Becoming a certified contributor
Opening issues and reporting bugs is open to everyone. Submitting code, however, requires becoming a certified contributor. To get certified, contact us at contribute@sovrium.com and we will guide you through the process.
We introduced this step deliberately. The volume of unsolicited, AI-generated pull requests has made open contribution unsustainable for many projects — maintainers end up spending more time triaging low-effort, machine-written patches than building. Certification lets us:
- Keep review capacity for real work — we are not overwhelmed by a flood of automated, drive-by PRs.
- Guarantee a high-quality contributor community — certified contributors understand the codebase, the architecture, and the standards before they ship.
Certification is not a paywall and not a popularity contest — it is a short conversation to confirm you are a person who will contribute thoughtfully. Once certified, your pull requests are reviewed and merged like any other.
Before you start
- Search existing issues and pull requests to avoid duplicating work.
- For anything non-trivial, open an issue first to discuss the approach before writing code — it saves everyone time.

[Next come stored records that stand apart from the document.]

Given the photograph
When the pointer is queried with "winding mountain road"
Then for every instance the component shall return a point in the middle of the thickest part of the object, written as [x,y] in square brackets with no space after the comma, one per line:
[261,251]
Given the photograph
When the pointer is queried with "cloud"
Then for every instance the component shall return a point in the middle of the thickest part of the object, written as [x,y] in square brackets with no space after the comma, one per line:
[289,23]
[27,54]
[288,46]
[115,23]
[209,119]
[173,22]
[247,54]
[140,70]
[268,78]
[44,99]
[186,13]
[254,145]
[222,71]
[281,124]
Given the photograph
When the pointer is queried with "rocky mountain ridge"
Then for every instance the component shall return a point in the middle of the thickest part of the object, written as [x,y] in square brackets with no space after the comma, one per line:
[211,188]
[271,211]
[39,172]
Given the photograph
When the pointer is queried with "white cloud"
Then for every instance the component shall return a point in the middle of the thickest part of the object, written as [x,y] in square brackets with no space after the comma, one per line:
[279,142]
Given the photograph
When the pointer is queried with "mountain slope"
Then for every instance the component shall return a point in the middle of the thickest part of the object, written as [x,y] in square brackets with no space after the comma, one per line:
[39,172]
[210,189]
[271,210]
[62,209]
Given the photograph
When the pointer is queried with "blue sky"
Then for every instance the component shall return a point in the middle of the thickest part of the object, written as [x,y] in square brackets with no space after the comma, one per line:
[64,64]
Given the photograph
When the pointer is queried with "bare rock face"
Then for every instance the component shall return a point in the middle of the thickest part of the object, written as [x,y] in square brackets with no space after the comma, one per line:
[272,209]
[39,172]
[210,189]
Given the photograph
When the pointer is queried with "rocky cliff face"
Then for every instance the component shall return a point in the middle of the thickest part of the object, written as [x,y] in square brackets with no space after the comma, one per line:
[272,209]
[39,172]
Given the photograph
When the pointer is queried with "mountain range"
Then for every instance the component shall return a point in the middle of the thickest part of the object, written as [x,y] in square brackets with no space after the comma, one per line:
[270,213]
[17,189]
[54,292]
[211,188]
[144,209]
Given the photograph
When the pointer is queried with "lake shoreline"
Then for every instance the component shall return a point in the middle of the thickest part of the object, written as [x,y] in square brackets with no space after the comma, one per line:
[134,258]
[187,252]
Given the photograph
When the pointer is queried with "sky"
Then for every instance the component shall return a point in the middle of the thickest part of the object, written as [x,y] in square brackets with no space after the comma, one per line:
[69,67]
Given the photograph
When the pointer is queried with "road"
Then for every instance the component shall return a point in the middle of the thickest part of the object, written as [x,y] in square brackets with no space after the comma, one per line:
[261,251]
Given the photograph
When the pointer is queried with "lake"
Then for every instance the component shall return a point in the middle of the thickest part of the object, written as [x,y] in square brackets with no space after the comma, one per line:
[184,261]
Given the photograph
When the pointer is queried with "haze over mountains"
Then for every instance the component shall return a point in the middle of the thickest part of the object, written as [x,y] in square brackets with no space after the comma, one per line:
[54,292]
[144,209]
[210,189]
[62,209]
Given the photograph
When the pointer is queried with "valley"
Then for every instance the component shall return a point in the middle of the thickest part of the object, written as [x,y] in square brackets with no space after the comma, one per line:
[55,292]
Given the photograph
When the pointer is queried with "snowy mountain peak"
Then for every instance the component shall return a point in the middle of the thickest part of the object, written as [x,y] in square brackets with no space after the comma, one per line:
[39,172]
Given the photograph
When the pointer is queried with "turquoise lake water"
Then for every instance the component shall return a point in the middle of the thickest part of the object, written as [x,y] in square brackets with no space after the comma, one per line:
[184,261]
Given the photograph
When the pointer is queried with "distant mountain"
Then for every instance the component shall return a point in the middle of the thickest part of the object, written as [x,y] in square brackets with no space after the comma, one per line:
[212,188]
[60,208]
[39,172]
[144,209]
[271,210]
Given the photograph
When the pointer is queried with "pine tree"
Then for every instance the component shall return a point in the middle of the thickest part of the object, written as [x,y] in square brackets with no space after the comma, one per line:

- By contributing, you agree that your contribution is licensed under the project's Business Source License 1.1.
Development setup
Sovrium runs on Bun (1.3+). Clone the repository and install dependencies:
git clone https://github.com/sovrium/sovrium
cd sovrium
bun install
Run the app from source:
bun run start path/to/your/app.ts
Validate a configuration file against the schema:
bun run src/cli/index.ts validate path/to/your/app.ts
Coding standards
- TypeScript throughout, written for the Bun runtime.
- Conventional commits — prefix messages with
feat:,fix:,docs:,refactor:,chore:, etc. - Keep changes focused — one logical change per pull request makes review faster.
- Match the surrounding code style; the repository's formatter and linter define the conventions.
Submitting a pull request
- Fork the repository and create a topic branch.
- Make your change with a clear, conventional commit message.
- Open a pull request describing what changed and why.
- Respond to review feedback — maintainers will help shepherd the change to merge.
Trademark note
Contributing code does not grant any right to the Sovrium name or logo. See the Trademark page for how the brand may be used.